|EPE 220 (Electric Circuit I) |
Introduction to circuit variables, circuit elements and simple resistive circuits. Steady state techniques of the circuit including nodal-voltage method, mesh-current method, source transformation, Thevinen and Norton equivalent theorems, maximum power transfer and superposition. Introduction to inductance and capacitance. Transient analysis including natural and step responses of RL, RC and RLC circuits. Introduction to operational amplifiers and their applications.
|EPE 320 (Linear Control Systems)|
Electrical, mechanical and electromechanical linear dynamical systems modeling, block diagrams and signal flow graphs, transfer functions of linear time-invariant systems, stability of linear time-invariant systems, steady state responses and steady state errors, transient responses, root-locus technique to analyze systems, Design of PID, phase-lead, and phase-lag controllers using root-locus technique.
|EPE 619 (Modern Control Theory)|
Review of linear control theory, root locus techniques, design of control systems via root locus method, frequency response techniques, design of control systems via frequency response, design of control systems via state-variable, and digital control systems.
|ELEC 320 (Electric Circuit II)|
Review of Instantaneous Power, Average power and RMS values, Active and Reactive Power. Three Phase Circuits and Power Distribution systems (Configuration of Different Three phase Systems, Three phase Power, Power factor Correction). Magnetically Coupled Circuits: Mutual Inductance, Dot Convention, Energy stored, Ideal Transformers, Three Phase Transformers. Frequency Response: Network Functions, Bode Plot, Resonance Circuits. Two port networks (Admittance Parameters, Impedance Parameters and Hybrid Parameters).
|ELEC 372 (Electromechanical Devices)|
AC circuit analysis: phasors steady state power analysis, poly-phase circuits; basics of electrical machines construction, theory of operation, equivalent circuit and its governing equations of DC machines, 3-phase synchronous generators, single phase transformers, and 3-phase induction motors, semiconductor devices and transducers.

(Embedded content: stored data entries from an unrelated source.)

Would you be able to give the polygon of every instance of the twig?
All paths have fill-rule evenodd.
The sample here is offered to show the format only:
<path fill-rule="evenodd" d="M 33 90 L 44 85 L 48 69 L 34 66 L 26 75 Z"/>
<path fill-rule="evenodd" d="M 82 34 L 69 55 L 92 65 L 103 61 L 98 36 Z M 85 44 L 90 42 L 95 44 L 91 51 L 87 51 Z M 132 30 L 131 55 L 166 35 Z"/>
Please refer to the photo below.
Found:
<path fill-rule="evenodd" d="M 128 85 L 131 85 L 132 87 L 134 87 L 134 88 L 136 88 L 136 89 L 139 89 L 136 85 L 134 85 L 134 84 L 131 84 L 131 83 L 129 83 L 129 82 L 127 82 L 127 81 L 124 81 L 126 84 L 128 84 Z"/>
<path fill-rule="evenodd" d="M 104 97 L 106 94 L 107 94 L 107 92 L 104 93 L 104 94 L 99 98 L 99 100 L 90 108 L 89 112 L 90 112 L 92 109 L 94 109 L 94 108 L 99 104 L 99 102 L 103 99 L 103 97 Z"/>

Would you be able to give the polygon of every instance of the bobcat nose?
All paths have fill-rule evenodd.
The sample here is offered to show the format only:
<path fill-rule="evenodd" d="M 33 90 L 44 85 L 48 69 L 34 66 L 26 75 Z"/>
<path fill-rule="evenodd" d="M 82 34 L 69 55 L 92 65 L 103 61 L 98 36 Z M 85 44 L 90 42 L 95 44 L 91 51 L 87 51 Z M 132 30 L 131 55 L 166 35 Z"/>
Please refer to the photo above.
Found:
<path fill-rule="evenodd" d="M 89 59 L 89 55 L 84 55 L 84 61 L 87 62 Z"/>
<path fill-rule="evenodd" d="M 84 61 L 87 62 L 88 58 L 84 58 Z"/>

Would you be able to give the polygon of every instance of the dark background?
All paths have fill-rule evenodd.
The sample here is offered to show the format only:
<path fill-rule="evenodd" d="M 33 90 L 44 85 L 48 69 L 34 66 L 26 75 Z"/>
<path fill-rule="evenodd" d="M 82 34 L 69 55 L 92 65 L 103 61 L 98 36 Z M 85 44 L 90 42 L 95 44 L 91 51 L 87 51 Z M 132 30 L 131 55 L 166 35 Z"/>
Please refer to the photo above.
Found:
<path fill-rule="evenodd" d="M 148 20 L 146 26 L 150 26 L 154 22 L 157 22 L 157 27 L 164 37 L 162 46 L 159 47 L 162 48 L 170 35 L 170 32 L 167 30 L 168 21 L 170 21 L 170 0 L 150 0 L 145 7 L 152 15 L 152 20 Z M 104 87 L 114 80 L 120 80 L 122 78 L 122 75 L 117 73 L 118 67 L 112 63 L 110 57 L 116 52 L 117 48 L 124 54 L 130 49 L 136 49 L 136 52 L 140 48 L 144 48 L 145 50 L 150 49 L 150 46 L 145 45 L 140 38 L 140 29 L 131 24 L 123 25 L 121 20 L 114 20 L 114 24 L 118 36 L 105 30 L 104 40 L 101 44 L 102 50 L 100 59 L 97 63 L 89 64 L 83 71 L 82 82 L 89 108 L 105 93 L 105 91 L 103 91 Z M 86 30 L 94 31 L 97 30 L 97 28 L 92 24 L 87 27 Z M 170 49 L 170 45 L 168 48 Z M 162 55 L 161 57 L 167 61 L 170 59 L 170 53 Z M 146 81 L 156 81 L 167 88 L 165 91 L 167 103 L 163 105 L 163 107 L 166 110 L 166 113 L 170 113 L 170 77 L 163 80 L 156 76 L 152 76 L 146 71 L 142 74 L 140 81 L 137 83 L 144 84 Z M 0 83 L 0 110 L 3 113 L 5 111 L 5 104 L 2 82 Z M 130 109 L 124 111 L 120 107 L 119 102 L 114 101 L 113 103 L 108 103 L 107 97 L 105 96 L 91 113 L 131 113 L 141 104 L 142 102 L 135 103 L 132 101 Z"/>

|ELEC 472 (Power Systems)|
Review of Phasors, Complex Power, and Balanced Three-phase Circuits. Single-phase and Three-phase Power Transformers. Transmission Lines Parameters and Modeling in the Steady-state Mode. Power Flow Analysis using Gauss-Seidel and Newton-Raphson Methods. Fundamentals of Symmetrical Fault Calculation.
|ELEC 592 (Power Electronics)|
Introduction to Power semiconductor Devices, Switching Concept, AC-DC Converters (Rectifiers): Uncontrolled Rectifiers, Controlled Rectifiers, Single-Phase and Three-Phase Rectifiers, DC-DC Converters (CCM and DCM), Non-idealities of DC-DC Converters, DC-AC Converters (Invertors).
|ELEC 629 (Advanced Topics in Power Engineering)|
Power and Energy Scenarios in the 21st Century: Limitations of Today’s Power Grids, What is Power Electronics and Impact of Power Electronics in the 21st Century. Power Electronics Converters: DC-DC Converters, DC-AC Converters, AC-DC Converters and AC-AC Converters. Renewable Energy and Energy Storage Systems: Solar Energy, Wind Energy and Energy Storage. Optimal Power Transmission Systems: Per-unit Systems Review, Bus Admittance Matrix, Power Flow Problem, Newton Raphson Method, Economic Dispatch.